7 juillet 2000 : Corbeil : Le Crime d’Orcival (Gaboriau). Victime : Maryse Perrin (23 ans)

24 août 2000 : Paris : Roseanna (Sjöwall et Wahlöö). Victime : ?

10 juillet 2001 : Glasgow : Laidlaw (McIlvanney). Victime : Grâce Hobson (19 ans)

21 novembre 2001 : Tremblay : Le Dahlia noir (Ellroy). Victimes : Manuela Constanza (24 ans) + Henri Lambert (51 ans)

11 avril 2003 : Courbevoie : American Psycho (B. E. Ellis). Victimes : Évelyne Rouvray (23 ans) + Josiane Debeuf (21 ans) + François Cottet (40 ans)

— L’équipe qui est sur place à Villeréal, la maison de famille des Lesage, n’a toujours rien trouvé, dit Louis. Ils ont d’abord procédé à une visite du parc. Selon eux, il faudrait des mois pour retourner un pareil espace…

— Christine Lesage est rentrée chez elle, je l’ai fait accompagner, ajouta Maleval.

— Bien.

Il fallait que l’heure soit grave pour qu’Élisabeth renonce à aller fumer sur le trottoir. Fernand s’était absenté un petit moment, en titubant dignement. Ordinairement, lorsqu’il disparaissait à cette heure-ci, on ne le revoyait que le lendemain. Armand n’en paraissait pas contrarié. Il avait fait main basse sur le dernier paquet de cigarettes de son coéquipier et pouvait attendre sereinement le prochain ravitaillement.

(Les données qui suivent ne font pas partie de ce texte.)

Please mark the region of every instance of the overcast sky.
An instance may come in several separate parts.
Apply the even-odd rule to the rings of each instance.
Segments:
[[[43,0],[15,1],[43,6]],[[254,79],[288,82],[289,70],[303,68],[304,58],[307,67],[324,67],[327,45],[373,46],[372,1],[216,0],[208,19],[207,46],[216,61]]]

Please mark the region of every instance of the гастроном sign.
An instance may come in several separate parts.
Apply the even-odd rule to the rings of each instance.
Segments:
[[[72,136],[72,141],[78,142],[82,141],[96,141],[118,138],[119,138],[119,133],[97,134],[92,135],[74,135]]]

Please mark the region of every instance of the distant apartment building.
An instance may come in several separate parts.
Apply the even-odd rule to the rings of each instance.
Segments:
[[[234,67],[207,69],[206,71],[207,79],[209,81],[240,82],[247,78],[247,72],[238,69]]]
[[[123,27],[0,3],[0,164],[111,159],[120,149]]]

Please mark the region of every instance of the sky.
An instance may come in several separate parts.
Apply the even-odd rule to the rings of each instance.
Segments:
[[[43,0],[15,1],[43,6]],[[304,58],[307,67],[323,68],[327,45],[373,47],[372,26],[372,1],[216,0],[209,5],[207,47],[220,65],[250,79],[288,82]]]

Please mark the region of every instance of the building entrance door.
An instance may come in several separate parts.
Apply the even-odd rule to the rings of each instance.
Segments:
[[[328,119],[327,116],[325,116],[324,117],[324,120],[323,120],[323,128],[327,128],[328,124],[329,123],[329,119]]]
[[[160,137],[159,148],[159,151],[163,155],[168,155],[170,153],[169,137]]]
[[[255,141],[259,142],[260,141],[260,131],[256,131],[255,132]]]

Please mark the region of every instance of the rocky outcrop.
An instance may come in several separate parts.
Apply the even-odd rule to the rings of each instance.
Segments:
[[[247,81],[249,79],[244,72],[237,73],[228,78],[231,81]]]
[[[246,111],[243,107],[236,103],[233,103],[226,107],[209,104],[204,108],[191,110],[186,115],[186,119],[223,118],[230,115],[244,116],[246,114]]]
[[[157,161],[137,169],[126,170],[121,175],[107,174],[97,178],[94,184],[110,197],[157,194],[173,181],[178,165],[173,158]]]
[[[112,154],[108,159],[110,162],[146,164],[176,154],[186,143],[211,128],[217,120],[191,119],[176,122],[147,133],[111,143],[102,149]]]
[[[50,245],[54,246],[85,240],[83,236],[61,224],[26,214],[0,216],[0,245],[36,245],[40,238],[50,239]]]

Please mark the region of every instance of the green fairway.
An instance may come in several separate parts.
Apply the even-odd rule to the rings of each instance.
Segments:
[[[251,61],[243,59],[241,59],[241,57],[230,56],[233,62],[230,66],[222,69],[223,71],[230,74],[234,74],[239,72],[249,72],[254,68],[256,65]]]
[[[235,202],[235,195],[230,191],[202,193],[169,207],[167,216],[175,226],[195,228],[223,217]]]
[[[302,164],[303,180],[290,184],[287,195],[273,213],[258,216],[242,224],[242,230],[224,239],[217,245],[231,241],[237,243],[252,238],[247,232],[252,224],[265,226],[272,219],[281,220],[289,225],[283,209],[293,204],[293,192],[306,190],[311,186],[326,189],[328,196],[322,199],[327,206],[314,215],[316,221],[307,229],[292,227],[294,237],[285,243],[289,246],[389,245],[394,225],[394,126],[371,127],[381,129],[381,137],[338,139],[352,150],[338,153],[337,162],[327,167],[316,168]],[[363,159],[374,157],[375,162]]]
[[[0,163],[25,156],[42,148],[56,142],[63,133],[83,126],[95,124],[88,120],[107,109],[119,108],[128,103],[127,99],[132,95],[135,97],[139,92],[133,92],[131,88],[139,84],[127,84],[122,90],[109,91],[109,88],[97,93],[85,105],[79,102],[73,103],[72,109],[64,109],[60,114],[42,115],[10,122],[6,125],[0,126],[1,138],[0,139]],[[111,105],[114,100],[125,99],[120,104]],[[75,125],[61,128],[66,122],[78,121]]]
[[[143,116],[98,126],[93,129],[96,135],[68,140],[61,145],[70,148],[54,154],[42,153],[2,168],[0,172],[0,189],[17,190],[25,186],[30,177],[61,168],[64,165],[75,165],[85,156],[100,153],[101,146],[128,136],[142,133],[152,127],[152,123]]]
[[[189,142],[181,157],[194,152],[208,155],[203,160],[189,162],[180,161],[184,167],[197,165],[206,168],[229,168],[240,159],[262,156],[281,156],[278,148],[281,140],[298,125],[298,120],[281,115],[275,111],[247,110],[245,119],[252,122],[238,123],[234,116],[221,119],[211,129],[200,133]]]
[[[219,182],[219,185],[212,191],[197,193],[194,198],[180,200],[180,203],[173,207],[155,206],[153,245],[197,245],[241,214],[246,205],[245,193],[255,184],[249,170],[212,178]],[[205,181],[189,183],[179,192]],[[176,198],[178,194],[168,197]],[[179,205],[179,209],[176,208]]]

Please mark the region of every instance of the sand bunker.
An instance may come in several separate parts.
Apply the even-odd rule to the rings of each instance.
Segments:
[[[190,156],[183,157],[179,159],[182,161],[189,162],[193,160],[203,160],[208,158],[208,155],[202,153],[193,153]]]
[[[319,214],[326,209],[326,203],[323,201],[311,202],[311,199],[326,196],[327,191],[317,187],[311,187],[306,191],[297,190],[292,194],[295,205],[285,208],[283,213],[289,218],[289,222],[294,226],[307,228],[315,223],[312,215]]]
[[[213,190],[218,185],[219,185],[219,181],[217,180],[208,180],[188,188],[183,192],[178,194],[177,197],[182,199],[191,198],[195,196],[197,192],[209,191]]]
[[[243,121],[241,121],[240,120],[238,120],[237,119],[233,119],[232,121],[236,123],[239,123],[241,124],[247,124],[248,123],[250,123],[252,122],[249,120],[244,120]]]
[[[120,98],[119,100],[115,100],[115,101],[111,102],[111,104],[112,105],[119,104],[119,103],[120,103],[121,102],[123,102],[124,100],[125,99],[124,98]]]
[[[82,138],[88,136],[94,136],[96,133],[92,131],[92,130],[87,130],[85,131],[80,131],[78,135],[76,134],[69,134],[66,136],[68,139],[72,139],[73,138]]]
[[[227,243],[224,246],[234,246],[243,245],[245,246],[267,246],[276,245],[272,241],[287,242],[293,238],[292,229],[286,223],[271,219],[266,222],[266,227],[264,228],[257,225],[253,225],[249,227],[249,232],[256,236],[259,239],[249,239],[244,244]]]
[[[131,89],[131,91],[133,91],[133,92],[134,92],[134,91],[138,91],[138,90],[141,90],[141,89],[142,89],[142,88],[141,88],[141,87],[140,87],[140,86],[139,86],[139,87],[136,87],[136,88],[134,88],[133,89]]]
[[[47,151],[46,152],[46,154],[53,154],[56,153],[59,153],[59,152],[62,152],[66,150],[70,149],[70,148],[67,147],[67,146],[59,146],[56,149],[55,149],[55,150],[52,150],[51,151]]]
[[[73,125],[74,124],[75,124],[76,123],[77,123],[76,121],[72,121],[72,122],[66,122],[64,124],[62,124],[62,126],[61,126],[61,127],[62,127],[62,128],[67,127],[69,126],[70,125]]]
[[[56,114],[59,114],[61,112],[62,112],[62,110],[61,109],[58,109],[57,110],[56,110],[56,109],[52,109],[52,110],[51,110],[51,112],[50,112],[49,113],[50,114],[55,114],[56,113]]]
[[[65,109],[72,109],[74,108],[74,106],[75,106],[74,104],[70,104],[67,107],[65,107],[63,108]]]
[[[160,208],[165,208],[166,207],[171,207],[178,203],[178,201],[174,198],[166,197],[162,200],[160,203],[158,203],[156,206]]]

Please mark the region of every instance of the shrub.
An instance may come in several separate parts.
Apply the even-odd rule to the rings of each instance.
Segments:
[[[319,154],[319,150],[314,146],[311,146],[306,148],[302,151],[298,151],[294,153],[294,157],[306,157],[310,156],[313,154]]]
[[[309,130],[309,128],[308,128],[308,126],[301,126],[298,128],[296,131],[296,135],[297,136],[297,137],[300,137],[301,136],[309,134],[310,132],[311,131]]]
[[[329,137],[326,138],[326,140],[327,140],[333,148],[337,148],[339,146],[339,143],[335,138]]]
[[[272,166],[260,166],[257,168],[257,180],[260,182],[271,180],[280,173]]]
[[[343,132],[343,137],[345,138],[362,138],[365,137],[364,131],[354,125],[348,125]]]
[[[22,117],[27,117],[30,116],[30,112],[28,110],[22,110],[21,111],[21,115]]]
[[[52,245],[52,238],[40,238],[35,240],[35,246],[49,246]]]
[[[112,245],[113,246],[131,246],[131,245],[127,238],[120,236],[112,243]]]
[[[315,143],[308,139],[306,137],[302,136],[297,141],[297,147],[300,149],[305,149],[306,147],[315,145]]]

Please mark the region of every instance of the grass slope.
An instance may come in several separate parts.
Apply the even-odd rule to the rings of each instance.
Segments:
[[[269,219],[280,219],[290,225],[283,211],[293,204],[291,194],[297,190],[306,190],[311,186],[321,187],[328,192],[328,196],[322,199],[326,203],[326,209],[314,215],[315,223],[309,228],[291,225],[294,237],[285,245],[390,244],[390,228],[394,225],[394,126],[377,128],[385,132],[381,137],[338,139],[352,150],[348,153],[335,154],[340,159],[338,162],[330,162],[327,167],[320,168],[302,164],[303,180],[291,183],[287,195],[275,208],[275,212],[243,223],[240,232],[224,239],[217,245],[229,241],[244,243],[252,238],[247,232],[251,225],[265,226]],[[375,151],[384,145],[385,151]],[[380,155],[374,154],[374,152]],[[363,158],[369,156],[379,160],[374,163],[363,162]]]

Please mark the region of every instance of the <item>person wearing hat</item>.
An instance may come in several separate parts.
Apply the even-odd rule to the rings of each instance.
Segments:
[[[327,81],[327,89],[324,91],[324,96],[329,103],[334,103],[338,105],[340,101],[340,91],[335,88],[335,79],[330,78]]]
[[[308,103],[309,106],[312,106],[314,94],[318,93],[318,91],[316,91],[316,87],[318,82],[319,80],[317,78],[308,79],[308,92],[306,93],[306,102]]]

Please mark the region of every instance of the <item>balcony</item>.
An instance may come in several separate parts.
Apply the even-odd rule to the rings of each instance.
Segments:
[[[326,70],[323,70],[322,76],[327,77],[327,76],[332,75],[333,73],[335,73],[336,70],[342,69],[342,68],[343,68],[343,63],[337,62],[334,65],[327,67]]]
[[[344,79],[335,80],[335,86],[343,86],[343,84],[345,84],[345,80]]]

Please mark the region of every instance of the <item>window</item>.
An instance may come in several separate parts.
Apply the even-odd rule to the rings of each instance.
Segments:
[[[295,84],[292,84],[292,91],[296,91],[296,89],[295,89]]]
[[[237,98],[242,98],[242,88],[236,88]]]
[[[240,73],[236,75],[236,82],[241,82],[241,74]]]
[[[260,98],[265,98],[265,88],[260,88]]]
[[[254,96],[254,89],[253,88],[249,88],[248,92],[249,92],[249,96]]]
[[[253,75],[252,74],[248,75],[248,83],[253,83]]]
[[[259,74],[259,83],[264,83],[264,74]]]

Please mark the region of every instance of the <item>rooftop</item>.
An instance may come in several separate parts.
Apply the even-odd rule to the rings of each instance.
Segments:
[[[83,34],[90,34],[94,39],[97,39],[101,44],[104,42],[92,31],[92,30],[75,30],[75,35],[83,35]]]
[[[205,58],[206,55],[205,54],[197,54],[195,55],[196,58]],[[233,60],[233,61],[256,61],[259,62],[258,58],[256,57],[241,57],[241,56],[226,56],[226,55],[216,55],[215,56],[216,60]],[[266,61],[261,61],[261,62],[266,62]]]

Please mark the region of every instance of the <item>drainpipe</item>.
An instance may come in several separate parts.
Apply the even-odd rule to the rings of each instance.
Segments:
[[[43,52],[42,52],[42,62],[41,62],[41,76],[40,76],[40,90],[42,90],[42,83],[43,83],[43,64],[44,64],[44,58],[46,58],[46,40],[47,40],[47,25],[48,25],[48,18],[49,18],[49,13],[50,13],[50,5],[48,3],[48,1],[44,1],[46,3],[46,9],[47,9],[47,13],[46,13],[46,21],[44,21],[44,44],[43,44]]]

Mehdi et Maleval d’un côté, Louis et Élisabeth de l’autre procédaient aux recoupements entre les éléments qu’ils possédaient déjà sur Jérôme Lesage et les éléments des cinq affaires dont ils disposaient. Le premier tandem travaillait sur le calendrier, les déplacements, les rendez-vous de Lesage, le second sur les questions de budget. Armand, aidé de Cob qui tentait de satisfaire les demandes de toutes les équipes en lançant des requêtes simultanées, se concentrait de nouveau sur le détail de chacune des cinq affaires, à la lueur des informations qui lui parvenaient des autres groupes. Il faudrait plusieurs heures pour mener à bien un tel travail, dont dépendaient, en majeure partie, les résultats des premiers interrogatoires du lendemain. Plus les éléments de recoupements étaient établis solidement, plus Verhœven pouvait espérer mettre Lesage en difficulté, voire obtenir rapidement des aveux.